The Western Indian Ocean (WIO) region has a rich diversity of marine and coastal ecosystems, from a distinct evolutionary history over 100 million years old. The region has a geographic and marine identity encircled by the east coast of Africa and the mid-ocean banks ringing the southwest Indian Ocean islands and by marine currents south of the equator. The coastal and marine ecosystems of the WIO provide food and income for over 60 million people as well as other goods and services of strategic importance to national economies. Their respective coastal environments are under similar human pressures, as well as emerging threats such as climate change.
There is an increased attention to the climate change impacts and adaptation needs in the region. At national and regional levels, fisheries are under pressure from increased harvesting rates, inequitable markets, and competing uses. These are increasingly being dealt with in complementary ways to promote synergies and complementarities between environment and development strategies in the WIO. Specific activities include the creation and management of resilient marine protected area networks to protect ecosystem services, critical habitats, and priority species. Management measures to maintain fish stocks and environments are being improved to better foster climate-resilient fisheries systems and engage local communities.

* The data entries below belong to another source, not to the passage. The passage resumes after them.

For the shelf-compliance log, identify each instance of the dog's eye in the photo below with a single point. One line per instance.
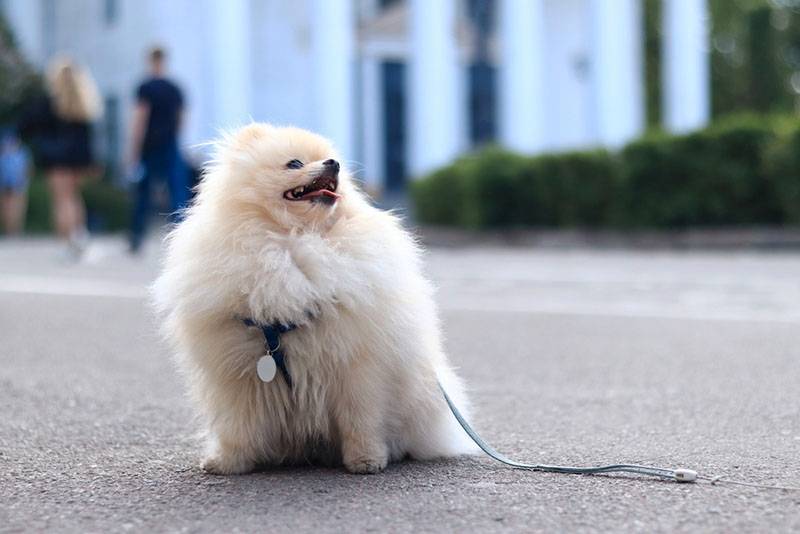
(294, 164)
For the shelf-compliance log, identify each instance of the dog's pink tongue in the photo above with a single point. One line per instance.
(324, 192)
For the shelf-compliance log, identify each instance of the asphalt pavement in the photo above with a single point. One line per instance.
(577, 356)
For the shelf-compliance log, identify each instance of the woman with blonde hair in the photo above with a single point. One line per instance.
(58, 128)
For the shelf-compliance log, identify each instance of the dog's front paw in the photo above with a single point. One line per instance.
(223, 465)
(365, 465)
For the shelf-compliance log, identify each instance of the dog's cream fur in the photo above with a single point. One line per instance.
(367, 354)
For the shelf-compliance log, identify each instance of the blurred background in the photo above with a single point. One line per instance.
(608, 192)
(597, 113)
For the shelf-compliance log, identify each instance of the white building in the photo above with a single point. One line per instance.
(401, 86)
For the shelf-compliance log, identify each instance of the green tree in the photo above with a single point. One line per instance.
(18, 80)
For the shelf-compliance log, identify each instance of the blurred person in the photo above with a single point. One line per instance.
(58, 128)
(14, 169)
(154, 145)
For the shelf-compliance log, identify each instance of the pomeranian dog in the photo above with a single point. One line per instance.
(280, 243)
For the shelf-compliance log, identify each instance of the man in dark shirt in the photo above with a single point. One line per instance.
(154, 145)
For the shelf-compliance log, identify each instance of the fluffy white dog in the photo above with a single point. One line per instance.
(279, 235)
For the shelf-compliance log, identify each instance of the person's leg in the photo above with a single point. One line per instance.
(141, 205)
(5, 197)
(14, 207)
(63, 205)
(78, 206)
(178, 183)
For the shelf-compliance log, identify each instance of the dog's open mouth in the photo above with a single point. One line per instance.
(320, 189)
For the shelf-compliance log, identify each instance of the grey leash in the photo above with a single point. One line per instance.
(677, 475)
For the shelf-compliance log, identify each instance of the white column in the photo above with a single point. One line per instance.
(433, 86)
(231, 66)
(685, 65)
(521, 25)
(333, 71)
(617, 70)
(26, 20)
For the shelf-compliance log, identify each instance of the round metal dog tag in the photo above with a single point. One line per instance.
(266, 368)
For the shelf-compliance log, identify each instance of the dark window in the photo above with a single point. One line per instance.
(111, 133)
(393, 75)
(482, 75)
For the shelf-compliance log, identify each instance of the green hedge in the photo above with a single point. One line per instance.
(744, 170)
(107, 207)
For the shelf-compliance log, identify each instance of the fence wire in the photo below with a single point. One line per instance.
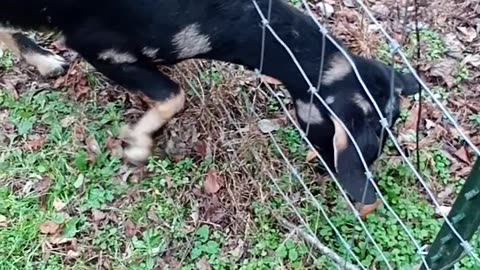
(384, 121)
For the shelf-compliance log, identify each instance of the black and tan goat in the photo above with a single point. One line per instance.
(126, 40)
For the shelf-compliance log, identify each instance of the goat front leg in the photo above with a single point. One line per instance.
(140, 136)
(46, 62)
(168, 99)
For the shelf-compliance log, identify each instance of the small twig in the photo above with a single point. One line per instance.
(321, 247)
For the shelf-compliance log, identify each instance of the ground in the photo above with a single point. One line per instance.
(217, 191)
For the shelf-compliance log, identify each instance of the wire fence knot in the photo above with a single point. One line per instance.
(265, 22)
(394, 46)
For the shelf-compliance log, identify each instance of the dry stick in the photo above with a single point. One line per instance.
(321, 247)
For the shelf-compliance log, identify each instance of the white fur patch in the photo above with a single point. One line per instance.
(9, 29)
(117, 57)
(46, 64)
(339, 67)
(189, 42)
(361, 102)
(309, 114)
(150, 52)
(330, 99)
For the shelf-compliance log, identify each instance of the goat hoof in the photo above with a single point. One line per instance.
(52, 65)
(138, 148)
(137, 155)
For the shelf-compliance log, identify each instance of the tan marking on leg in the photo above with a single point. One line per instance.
(339, 68)
(340, 141)
(46, 64)
(361, 102)
(140, 136)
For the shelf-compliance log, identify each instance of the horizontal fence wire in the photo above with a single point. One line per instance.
(396, 49)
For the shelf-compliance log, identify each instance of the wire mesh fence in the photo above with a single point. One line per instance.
(342, 239)
(317, 209)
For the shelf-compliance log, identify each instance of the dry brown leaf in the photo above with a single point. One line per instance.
(455, 47)
(67, 121)
(3, 221)
(92, 145)
(98, 215)
(201, 148)
(445, 69)
(429, 124)
(37, 143)
(468, 34)
(203, 264)
(49, 228)
(270, 80)
(311, 155)
(213, 182)
(445, 194)
(58, 204)
(267, 126)
(130, 228)
(411, 122)
(115, 146)
(152, 215)
(445, 210)
(72, 254)
(43, 185)
(366, 210)
(472, 59)
(462, 154)
(79, 133)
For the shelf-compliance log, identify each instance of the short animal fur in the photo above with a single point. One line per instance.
(126, 39)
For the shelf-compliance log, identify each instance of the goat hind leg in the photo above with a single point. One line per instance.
(46, 62)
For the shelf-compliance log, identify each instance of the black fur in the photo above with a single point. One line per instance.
(234, 31)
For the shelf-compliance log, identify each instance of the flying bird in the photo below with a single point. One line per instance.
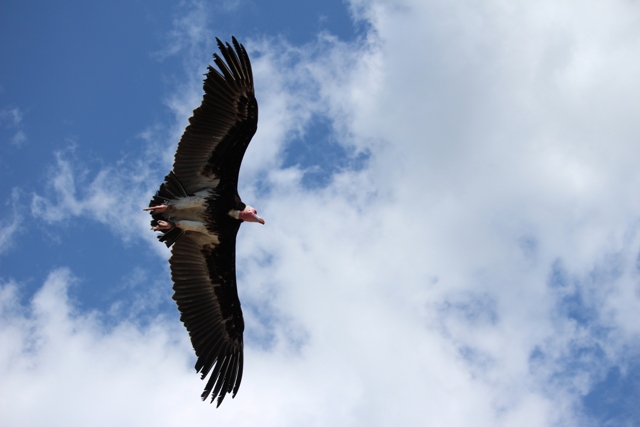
(198, 212)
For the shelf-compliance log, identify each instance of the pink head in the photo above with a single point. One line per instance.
(249, 214)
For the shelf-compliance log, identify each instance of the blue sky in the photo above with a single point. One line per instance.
(451, 197)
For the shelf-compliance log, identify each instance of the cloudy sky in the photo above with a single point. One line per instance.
(452, 202)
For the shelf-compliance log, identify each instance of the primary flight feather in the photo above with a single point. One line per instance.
(198, 212)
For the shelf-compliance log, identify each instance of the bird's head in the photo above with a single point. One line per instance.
(249, 214)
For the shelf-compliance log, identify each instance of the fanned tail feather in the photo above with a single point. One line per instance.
(170, 189)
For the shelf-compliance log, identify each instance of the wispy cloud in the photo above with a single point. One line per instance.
(10, 221)
(481, 268)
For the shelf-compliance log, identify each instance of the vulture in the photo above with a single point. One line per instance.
(198, 212)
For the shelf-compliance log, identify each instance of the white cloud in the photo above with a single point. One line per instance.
(10, 222)
(480, 270)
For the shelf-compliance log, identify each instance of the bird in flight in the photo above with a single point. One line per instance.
(198, 212)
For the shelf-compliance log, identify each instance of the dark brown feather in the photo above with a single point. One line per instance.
(219, 132)
(214, 317)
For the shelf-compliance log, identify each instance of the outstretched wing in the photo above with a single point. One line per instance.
(212, 146)
(204, 280)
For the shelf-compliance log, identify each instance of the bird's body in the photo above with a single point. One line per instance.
(198, 212)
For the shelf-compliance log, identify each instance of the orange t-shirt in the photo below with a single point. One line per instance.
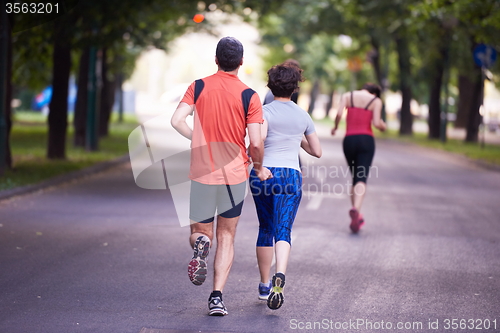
(218, 152)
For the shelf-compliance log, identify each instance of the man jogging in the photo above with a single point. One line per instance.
(223, 108)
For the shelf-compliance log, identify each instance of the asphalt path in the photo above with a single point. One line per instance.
(102, 255)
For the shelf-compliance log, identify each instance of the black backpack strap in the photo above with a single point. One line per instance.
(374, 98)
(198, 87)
(246, 96)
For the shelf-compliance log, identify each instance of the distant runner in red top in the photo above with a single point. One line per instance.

Through regional frameworks such as the Nairobi Convention and Indian Ocean Commission, the management of coastal and marine resources has been identified as a common concern for all the island and coastal countries of the WIO. Many initiatives have developed in the region in the last two decades, but have yet to realize full synergies under a unified regional agenda. This workshop will discuss and debate the unifying drivers that could serve as the glue to achieve this and elevate marine conservation and sustainability in the Western Indian Ocean to a new level.